Hedge fund backed reinsurance firm Third Point Re revealed an, as expected, minimal loss from recent catastrophe events in the third-quarter and also highlighted why its strategy has the potential to outperform peers, by revealing a 14.4% investment return for the first nine months of the year.
Third Point Re was never going to suffer a major loss from recent catastrophe events, given the lines of business it targets are not property catastrophe focused and its focus is on underwriting longer-tailed lines of reinsurance in order to accumulate the investment float for hedge fund manager Daniel Loeb to invest in his Third Point LLC strategies.
For the third-quarter of 2017 catastrophe events, Third Point Re said its initial net loss estimate is expected to be less than $10 million.
“Third Point Re does not write any catastrophe excess of loss contracts and had only modest losses from the recent catastrophe events,” explained Rob Bredahl, President and Chief Executive Officer of Third Point Re. “Our total return business model is to manage our investment portfolio for higher expected returns while avoiding highly volatile forms of reinsurance such as catastrophe excess of loss treaties and other event covers.”
Third Point Re used to have a catastrophe reinsurance focused ILS fund, leveraging third-party investor capital as a way to have a foothold in the property catastrophe space.
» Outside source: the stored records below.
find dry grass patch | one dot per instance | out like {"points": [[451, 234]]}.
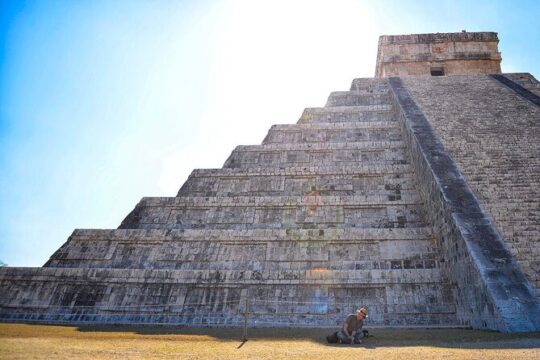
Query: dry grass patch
{"points": [[22, 341]]}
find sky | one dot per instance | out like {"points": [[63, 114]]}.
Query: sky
{"points": [[104, 102]]}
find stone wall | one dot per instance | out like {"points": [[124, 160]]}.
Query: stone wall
{"points": [[492, 290], [492, 135], [455, 53]]}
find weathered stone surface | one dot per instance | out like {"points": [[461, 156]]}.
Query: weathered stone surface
{"points": [[356, 204], [492, 134], [452, 53], [493, 292]]}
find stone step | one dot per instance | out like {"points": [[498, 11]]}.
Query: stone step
{"points": [[339, 114], [334, 249], [370, 85], [390, 152], [333, 132], [358, 169], [290, 212], [355, 98], [310, 297], [221, 277], [248, 184]]}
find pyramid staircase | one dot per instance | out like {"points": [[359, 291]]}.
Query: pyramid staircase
{"points": [[321, 218]]}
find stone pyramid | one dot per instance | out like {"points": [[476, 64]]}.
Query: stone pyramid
{"points": [[350, 206]]}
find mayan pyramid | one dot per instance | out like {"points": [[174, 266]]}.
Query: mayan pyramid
{"points": [[414, 193]]}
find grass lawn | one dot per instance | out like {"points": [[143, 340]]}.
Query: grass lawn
{"points": [[23, 341]]}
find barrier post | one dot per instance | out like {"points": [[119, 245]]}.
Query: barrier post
{"points": [[244, 337]]}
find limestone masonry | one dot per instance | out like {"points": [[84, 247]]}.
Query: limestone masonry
{"points": [[414, 193]]}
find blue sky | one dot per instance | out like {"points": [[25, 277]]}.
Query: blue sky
{"points": [[103, 102]]}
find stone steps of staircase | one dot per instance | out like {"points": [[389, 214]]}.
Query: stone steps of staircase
{"points": [[339, 114], [250, 250], [216, 278], [391, 152], [333, 132], [311, 170], [355, 98], [377, 199], [370, 85], [310, 211], [346, 235], [239, 184], [337, 126]]}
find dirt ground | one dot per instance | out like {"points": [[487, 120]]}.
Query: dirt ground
{"points": [[23, 341]]}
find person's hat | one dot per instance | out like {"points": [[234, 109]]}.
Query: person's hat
{"points": [[363, 310]]}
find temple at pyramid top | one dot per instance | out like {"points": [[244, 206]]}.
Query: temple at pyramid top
{"points": [[439, 54]]}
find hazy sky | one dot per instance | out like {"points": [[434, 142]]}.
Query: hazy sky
{"points": [[103, 102]]}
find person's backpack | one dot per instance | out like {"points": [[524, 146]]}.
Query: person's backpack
{"points": [[332, 338]]}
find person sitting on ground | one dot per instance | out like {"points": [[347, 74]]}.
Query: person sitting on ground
{"points": [[351, 331]]}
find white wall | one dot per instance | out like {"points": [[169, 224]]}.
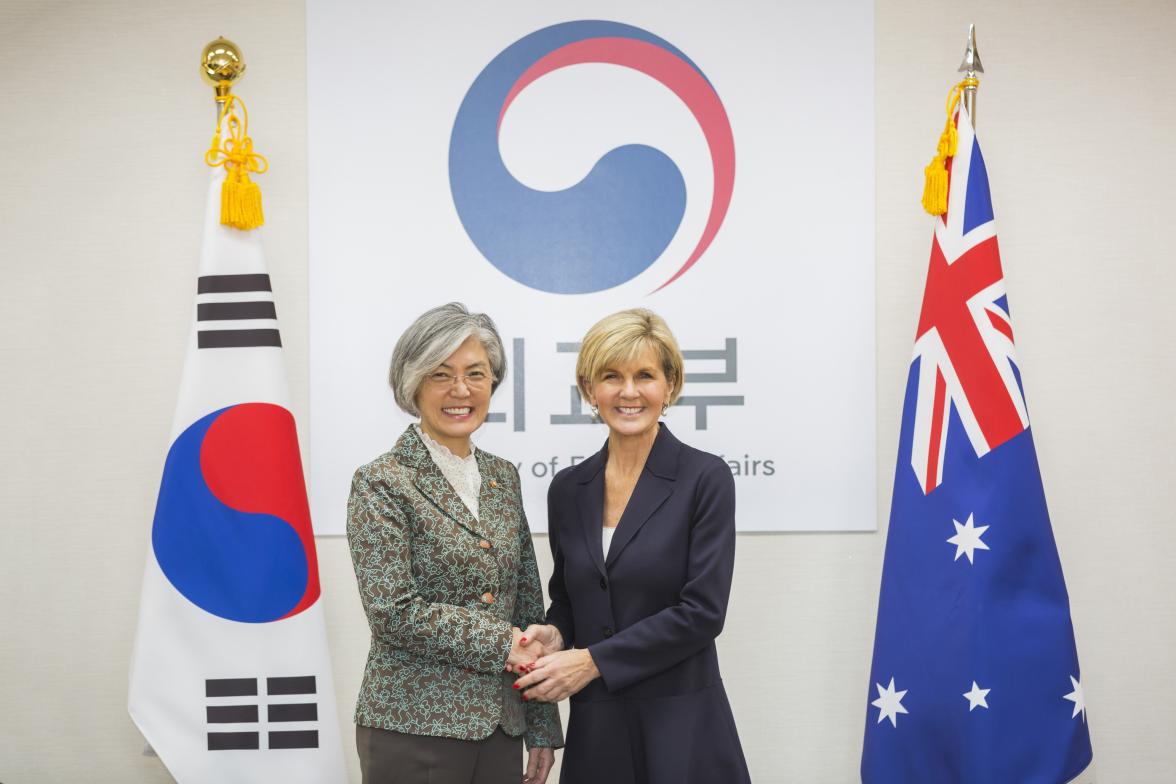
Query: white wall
{"points": [[102, 125]]}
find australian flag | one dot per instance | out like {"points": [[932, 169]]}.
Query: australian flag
{"points": [[975, 676]]}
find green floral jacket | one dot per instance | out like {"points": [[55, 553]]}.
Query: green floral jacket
{"points": [[441, 591]]}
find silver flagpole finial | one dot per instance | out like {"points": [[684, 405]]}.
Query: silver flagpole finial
{"points": [[969, 68], [971, 64]]}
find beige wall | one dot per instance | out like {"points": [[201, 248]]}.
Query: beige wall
{"points": [[102, 122]]}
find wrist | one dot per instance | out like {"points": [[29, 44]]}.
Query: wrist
{"points": [[590, 664]]}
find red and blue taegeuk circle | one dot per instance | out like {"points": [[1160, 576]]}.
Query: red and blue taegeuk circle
{"points": [[232, 529], [617, 220]]}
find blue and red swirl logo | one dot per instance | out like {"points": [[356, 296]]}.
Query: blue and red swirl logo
{"points": [[617, 220], [232, 528]]}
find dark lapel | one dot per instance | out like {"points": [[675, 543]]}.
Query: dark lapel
{"points": [[590, 502], [654, 486], [412, 451]]}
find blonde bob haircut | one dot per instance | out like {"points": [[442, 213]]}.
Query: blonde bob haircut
{"points": [[617, 339]]}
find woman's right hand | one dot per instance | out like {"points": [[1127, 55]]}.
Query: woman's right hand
{"points": [[545, 638], [546, 635], [522, 654]]}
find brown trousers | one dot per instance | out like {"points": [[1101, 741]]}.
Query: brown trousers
{"points": [[388, 757]]}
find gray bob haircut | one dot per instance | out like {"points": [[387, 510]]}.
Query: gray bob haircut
{"points": [[431, 340]]}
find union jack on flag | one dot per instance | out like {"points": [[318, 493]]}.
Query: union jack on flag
{"points": [[964, 336], [975, 676]]}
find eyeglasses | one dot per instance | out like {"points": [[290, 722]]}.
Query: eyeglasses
{"points": [[474, 380]]}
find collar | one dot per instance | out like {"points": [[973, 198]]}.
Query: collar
{"points": [[662, 460]]}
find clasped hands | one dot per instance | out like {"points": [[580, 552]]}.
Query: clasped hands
{"points": [[548, 672]]}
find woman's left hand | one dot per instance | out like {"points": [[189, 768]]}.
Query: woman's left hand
{"points": [[539, 765], [558, 676]]}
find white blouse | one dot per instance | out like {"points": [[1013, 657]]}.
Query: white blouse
{"points": [[460, 471], [607, 537]]}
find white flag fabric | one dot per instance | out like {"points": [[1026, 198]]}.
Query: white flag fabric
{"points": [[231, 674]]}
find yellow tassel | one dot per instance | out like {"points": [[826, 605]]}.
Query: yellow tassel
{"points": [[240, 196], [241, 201], [935, 174]]}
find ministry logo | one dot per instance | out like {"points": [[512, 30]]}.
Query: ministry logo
{"points": [[621, 216]]}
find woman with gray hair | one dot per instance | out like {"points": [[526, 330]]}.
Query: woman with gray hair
{"points": [[447, 575]]}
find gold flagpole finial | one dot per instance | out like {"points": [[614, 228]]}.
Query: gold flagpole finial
{"points": [[221, 65]]}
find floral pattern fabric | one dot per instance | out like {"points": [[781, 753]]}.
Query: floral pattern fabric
{"points": [[441, 590]]}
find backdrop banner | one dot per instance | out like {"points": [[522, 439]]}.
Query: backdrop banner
{"points": [[548, 166]]}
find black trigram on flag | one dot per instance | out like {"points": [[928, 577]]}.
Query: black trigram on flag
{"points": [[235, 299], [246, 709]]}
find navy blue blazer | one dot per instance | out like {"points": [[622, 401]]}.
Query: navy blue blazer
{"points": [[648, 615]]}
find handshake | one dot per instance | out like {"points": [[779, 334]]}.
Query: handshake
{"points": [[529, 644], [547, 672]]}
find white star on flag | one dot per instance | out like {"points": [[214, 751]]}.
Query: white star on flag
{"points": [[976, 697], [889, 703], [967, 538], [1078, 698]]}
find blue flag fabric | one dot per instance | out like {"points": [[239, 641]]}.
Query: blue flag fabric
{"points": [[975, 676]]}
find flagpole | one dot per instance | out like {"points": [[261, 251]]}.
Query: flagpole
{"points": [[221, 65], [969, 68]]}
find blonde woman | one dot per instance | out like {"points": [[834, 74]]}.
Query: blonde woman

But with prices declining so steeply in those lines, the reinsurer had folded its catastrophe fund some years ago, leaving it with minimal exposure to major cat loss events.
Third Point Re, like so many hedge fund backed or total-return strategy reinsurers, has had a relatively torrid time in the investment world over recent years.
Returns have not really met expectations in 2014, 2015 or 2016, but this year they are currently on track for the levels of return that could make it Third Point Re’s most profitable year since its inception.
Bredahl continued; “The estimated net investment return, as reported by our investment manager, on our more than $2.5 billion investment portfolio was 14.4% year to date through September and we estimate our total third quarter catastrophe losses at less than $10 million against total industry losses that many industry experts believe could exceed $100 billion.”
The 14.4% investment return is the best so far from Third Point Re, with its previous highest full-year investment return being only 5.1%. Analysts are forecasting a bumper profit as a result, as long as the performance on the asset side continues.
Third Point Re’s strategy helps to insulate it from these major catastrophes and its investment strategy can boost what would otherwise be an ordinary result into something extraordinary. 2017 could be that year where the hedge fund reinsurance strategy demonstrates its effectiveness, if performance continues in a similar vein in Q4, through the results of Third Point Re.